Transfer proving consists of testing a meter against a reference meter of known accuracy. The meter being tested is removed from the pipeline from which it is installed and then installed in series with a reference meter. Air is passed through both meters and volume readings are compared to evaluate the accuracy of the gas turbine meter being tested. The removal of the gas turbine meter being tested from the pipeline interrupts the normal service of the meter. Additionally, the accuracy evaluation cannot account for the possible effects of flow disturbances within the pipeline on the accuracy of the meter. Most transfer provers calibrate meters at atmospheric pressure since elevated pressure transfer provers are very costly to own or lease. Additionally, air is the test fluid. Thus, changes in accuracy resulting from pipeline pressure or gas composition are not accounted for when using a transfer prover at atmospheric pressure. Furthermore, the capacity of most transfer provers is inadequate for testing larger turbine meters.

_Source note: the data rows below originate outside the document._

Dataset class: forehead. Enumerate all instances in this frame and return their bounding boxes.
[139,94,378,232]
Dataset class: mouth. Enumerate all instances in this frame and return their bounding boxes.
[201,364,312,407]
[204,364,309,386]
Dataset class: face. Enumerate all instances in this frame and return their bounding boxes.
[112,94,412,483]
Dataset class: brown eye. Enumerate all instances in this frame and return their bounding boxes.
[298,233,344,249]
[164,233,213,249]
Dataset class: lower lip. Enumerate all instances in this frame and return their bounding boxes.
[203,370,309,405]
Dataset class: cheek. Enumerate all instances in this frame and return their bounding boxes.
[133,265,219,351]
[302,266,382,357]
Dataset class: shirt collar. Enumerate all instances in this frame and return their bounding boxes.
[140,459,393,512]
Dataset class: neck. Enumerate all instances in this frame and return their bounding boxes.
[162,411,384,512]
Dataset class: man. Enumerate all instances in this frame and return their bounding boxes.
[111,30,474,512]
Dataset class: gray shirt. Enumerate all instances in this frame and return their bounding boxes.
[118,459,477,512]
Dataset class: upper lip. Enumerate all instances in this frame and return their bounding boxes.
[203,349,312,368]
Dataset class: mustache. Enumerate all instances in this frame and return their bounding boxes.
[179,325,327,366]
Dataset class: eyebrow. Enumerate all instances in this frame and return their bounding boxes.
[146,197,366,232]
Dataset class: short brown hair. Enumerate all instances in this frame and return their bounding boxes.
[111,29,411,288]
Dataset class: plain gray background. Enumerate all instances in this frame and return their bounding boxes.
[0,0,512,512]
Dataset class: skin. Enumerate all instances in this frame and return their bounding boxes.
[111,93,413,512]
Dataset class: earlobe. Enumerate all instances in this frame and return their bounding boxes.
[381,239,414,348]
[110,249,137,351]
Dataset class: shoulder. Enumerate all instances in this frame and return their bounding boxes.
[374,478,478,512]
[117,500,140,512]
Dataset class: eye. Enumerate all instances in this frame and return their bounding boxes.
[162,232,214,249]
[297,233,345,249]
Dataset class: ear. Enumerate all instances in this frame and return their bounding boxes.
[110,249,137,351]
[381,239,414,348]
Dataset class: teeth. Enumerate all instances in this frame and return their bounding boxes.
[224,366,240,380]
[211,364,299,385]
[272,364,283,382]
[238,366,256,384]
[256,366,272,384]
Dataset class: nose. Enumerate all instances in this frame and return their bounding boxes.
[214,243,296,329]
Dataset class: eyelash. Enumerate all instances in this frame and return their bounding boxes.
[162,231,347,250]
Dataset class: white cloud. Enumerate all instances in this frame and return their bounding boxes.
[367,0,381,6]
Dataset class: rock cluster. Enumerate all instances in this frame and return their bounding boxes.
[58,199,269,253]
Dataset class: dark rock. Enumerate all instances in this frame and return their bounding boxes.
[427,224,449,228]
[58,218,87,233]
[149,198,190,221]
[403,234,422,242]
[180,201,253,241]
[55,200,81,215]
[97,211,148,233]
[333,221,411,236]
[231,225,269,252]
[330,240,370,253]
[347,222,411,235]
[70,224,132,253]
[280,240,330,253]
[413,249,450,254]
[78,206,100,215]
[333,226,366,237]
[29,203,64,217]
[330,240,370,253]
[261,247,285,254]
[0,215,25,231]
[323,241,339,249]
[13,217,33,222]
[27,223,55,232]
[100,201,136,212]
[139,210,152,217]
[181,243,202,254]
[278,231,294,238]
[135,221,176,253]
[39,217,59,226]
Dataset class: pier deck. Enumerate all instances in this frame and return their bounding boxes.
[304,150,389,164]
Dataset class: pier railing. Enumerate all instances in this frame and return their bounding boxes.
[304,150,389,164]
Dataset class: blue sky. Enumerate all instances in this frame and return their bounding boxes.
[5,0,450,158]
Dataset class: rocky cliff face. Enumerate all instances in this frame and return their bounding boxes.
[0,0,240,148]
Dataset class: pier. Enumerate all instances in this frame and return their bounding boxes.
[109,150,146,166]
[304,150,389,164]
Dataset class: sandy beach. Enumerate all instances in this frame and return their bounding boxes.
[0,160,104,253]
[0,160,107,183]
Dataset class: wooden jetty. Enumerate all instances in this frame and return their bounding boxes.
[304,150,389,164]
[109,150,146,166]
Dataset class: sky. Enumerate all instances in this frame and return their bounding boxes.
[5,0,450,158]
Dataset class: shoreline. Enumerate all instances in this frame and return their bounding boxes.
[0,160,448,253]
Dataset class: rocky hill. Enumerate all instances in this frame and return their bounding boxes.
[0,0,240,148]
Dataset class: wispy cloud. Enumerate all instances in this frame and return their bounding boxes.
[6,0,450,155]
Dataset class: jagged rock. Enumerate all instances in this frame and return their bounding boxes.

A more recent development has sought to minimize or avoid a need for proving gas turbine meters by compensating for inaccuracies which occur in their operation. This development consists of a gas turbine meter which uses two rotors mounted in close proximity to each other so that they interact fluid dynamically. The basic principle of operation is that meter accuracy and changes in meter accuracy are proportional to the deflected angle of fluid exiting a measuring rotor.

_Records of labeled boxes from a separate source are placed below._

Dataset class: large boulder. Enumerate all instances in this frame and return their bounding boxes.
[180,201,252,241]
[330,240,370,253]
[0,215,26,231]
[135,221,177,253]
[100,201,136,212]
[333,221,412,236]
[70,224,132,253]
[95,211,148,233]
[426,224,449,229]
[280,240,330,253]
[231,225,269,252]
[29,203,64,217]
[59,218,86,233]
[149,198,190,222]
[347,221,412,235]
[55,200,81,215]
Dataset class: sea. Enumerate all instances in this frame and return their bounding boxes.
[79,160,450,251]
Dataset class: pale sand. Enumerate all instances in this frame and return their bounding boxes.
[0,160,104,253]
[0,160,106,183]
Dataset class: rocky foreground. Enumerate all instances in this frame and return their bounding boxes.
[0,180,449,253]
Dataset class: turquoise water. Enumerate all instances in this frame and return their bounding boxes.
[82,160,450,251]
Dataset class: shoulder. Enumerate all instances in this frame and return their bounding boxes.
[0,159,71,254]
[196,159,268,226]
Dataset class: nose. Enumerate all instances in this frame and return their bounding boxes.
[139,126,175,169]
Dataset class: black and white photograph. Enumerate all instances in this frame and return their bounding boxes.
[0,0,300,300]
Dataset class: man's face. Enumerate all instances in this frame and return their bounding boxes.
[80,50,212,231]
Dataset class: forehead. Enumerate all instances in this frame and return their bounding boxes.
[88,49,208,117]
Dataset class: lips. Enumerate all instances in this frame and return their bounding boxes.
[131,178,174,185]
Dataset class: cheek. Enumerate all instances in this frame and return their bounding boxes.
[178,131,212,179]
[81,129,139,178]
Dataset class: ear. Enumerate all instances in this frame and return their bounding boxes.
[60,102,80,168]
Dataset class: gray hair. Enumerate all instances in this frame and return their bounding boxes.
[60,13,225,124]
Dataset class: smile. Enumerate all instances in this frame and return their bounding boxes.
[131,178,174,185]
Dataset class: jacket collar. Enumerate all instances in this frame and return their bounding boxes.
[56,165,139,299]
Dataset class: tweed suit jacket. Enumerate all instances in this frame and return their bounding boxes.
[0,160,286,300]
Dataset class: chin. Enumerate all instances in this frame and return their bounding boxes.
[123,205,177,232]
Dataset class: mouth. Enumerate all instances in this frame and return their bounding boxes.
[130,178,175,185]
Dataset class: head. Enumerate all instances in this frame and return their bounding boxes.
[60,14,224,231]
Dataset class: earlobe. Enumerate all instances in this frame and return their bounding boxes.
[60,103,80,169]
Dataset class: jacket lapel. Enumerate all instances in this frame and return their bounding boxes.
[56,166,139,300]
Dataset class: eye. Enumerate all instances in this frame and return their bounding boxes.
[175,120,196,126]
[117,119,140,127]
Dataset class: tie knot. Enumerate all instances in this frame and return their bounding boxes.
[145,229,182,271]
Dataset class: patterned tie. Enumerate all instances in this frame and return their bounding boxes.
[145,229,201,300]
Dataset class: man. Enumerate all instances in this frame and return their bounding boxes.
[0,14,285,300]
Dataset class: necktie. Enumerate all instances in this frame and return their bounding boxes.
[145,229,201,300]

A downstream sensing rotor senses and responds to changes in the exit angle of fluid from turbine blades of the measuring rotor so that the difference in rotor speeds remains constant. The sensing rotor and the associated electronic circuitry are not designed to measure accuracy of the meter, but to automatically adjust the electronic output so that the output of the meter is theoretically 100% accurate. The amount of adjustment required to maintain 100% accuracy is provided for determining the relative change in condition of the meter from its initial calibration. Meters of this type are described in U.S. Pat. No. 4,286,471 Lee, et al. and U.S. Pat. No. 4,305,281 Lee, et al.
However, the design of this type of turbine meter assumes that the system is functioning correctly. If a malfunction exists that results in incorrect flowrates, a customer would not be aware of the problem. Additionally, because the rotors are fluid dynamically coupled, a complete failure of one rotor due to friction or clogging will render the meter inoperative. Furthermore, the rangeability of this gas turbine meter, that is the ratio of maximum to minimum capacity, is reduced approximately 33% from a conventional turbine meter due to the small sensing rotor blade angle and a necessity for fluid dynamic interaction between the two rotors.
Thus, there still remains a need in the natural gas industry for some means or method of rapidly and accurately proving gas turbine meters in gas pipelines under actual operating pressures and temperatures without removing the meters form the pipelines and without interrupting normal service of the meter.